Though some level of group solidarity exists, explicitly among minorities, and implicitly for non-minorities, individual choice is in the catbird seat today. This was not always so. By the time I was growing up in the 1980s social norms had relaxed, but a black-white couple still warranted some attention and notice. In earlier periods interracial couples had to suffer through much more ostracism from their families and broader society.
In some South Asian contexts, this seems to be true to this day. But unlike the United States the situation is much more complex, with numerous ethno-religious-linguistic subgroups operating in a fractured landscape of power and identity.
I have wondered in part whether the South Asian fixation on sensitivity and feeling when it came to offense and insult is a function of the strong communal/collective aspect to honor, identity, and decision-making. Muslims outside of South Asia are similar to this, and in the Islamic context the rationale is quite explicit: non-Muslims and heretics are tolerated so long as they don’t challenge the public ethno-cultural supremacy of Islam. For example, atheism is punished less because of deviation from religious orthodoxy and more because it destabilizes public order and is seen as a crime against the state.
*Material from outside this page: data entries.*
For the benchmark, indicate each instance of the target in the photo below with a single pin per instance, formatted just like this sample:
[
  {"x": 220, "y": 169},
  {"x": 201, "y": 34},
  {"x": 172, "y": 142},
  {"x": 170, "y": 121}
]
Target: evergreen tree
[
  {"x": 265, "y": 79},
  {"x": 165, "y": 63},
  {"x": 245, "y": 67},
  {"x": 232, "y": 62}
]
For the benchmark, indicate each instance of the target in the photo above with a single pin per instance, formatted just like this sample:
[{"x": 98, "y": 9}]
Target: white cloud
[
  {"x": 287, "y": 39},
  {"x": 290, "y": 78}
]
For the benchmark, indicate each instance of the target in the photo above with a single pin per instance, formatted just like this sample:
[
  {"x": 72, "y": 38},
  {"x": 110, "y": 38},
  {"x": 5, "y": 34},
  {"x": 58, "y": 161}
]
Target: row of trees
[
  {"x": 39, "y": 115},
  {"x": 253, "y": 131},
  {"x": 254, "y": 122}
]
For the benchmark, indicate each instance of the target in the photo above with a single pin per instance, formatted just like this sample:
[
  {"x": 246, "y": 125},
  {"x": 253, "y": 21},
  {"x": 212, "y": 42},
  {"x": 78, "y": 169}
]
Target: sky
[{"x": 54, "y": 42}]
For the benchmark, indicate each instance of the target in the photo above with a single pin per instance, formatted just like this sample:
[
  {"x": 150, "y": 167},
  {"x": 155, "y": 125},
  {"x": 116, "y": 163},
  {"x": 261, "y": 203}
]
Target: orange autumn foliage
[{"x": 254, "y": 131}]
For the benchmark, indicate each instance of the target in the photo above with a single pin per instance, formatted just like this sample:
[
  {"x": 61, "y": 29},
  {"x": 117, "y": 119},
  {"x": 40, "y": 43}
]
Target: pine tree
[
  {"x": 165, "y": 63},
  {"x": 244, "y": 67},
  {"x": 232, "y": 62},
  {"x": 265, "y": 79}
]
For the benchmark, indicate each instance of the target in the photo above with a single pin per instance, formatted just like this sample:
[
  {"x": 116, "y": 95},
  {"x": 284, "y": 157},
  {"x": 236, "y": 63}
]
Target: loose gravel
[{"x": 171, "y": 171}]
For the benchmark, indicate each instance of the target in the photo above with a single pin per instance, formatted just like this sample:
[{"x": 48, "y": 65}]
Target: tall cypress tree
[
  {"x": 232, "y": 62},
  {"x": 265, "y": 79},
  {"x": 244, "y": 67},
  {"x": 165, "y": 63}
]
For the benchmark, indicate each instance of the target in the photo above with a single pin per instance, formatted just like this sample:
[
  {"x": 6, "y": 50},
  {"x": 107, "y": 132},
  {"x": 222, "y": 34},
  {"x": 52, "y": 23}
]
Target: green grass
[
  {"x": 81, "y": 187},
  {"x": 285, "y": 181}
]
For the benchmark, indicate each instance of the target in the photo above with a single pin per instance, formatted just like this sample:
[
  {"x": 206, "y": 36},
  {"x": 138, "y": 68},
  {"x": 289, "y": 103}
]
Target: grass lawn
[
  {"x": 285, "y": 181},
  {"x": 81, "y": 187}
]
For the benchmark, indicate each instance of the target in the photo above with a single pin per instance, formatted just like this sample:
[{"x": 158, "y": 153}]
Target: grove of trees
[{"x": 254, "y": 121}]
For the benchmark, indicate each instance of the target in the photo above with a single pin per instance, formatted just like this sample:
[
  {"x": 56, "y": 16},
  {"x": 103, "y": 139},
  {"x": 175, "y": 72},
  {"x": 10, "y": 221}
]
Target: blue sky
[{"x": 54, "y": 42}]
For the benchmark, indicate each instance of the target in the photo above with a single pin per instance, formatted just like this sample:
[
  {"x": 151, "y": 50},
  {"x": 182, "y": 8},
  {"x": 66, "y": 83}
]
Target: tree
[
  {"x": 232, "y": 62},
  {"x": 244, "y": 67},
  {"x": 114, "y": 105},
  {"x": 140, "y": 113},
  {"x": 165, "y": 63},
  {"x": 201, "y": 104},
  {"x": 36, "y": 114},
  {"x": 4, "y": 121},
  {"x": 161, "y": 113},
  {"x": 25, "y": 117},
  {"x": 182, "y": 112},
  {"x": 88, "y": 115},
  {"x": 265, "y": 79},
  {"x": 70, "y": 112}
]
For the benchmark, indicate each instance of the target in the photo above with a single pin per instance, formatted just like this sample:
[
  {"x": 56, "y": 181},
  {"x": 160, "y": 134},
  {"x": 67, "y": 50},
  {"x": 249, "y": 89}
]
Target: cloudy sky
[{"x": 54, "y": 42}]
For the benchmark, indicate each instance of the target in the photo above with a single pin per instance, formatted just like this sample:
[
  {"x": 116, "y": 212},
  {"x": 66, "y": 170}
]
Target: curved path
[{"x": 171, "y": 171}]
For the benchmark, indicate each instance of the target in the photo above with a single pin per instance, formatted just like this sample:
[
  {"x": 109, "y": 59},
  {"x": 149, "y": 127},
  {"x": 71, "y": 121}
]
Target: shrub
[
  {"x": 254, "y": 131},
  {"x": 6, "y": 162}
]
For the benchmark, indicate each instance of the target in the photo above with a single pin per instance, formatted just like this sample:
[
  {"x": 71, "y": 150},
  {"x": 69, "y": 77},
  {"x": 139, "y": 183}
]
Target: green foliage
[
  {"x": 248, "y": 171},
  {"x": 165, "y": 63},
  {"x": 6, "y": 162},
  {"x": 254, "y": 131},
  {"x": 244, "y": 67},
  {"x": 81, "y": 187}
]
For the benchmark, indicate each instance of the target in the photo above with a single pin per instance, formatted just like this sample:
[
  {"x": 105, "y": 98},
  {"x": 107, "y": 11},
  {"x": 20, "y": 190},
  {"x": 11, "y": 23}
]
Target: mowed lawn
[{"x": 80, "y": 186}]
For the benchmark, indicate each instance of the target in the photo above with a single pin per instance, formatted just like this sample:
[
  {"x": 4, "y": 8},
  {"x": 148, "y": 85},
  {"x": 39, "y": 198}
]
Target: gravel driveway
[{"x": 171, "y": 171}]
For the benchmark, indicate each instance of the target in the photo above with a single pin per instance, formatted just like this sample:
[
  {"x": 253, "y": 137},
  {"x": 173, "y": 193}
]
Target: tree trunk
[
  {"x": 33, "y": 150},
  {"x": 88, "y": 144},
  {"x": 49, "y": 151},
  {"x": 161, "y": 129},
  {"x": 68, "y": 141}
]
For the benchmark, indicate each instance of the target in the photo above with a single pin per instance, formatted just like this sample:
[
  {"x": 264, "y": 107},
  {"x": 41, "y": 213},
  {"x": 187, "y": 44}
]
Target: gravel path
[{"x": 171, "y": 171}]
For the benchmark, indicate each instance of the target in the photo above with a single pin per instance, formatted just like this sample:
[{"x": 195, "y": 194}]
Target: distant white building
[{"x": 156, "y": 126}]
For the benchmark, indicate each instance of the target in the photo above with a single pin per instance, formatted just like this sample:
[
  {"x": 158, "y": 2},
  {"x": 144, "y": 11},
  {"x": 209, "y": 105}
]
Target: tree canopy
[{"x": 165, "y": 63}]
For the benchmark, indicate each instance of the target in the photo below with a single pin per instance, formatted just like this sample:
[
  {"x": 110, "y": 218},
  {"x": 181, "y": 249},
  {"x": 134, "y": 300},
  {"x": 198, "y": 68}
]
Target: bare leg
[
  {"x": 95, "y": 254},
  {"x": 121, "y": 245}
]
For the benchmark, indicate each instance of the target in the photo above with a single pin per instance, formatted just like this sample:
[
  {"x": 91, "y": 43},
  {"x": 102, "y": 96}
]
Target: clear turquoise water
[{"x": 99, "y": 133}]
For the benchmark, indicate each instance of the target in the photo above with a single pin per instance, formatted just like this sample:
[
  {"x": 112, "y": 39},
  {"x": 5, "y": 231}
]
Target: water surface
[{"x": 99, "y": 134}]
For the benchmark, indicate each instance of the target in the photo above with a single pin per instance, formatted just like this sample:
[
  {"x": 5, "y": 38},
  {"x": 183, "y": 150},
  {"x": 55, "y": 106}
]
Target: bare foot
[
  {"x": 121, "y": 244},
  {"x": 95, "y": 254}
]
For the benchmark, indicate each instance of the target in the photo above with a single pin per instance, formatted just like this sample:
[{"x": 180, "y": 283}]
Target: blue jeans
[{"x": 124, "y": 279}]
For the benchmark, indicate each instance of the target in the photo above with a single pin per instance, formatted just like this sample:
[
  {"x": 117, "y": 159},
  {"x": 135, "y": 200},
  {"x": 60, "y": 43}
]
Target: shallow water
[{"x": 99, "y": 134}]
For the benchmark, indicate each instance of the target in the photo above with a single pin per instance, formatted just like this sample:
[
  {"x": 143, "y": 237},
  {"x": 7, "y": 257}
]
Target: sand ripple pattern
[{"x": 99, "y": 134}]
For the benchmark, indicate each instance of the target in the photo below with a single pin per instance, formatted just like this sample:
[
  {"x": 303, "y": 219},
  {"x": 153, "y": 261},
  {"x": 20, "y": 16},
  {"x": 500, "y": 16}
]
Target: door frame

The conflicts between Hindus and Muslims in relation to religious parades have their clear analogs to strife between the dominant Catholics and the new Protestant communities in Latin America. But among Hindus the same tendencies crop up in inter-caste conflicts. The sexual brutalization that is sometimes reported of lower caste women by upper castes in parts of the Gangetic plain is a trivial consequence of the power that land-holding upper castes have over all the levers of power over low castes in certain localities. Lower caste men are powerless to defend their women against violation, just as in the American South enslaved black men couldn’t shield their womenfolk from the sexual advances of white men.
Will any of this change? I suspect that economic development and urbanization is the acid that will start to break down these old tendencies and relations in South Asia. It also seems clear that all South Asian communities which are transplanted to the more individualistic West have issues with the fact that collective and communal power is not given any public role, and in a de facto sense has to face the reality that individual choices in mates and cultural orientation are much more viable in the West.
This is particularly important to keep in mind on a blog like this, where many people are reading from South Asia (mostly India) and many are reading in the USA and UK. The conflict of values and signifiers occasionally plays out in these comments! For example, a Hindu nationalist commenter once referred to me as “Secular.” As an atheist, materialist, and someone who is irreligious in terms of identity and affiliation, secular describes me perfectly…in the West. But I was aware of the connotations of the term in India in particular, I told him that in fact, I wasn’t “Secular” in the way he was suggested. The reality is that unlike Indian Americans I don’t take a strong interest in what India does so long as it’s a reasonably stable regime, and so don’t signal my affiliation with Hindu nationalism or anti-Hindu nationalism.
* Latinos were not counted as part of this in 1960, so the rate looking at those numbers is 0.4%. I assume this is an underestimate because of Latinos.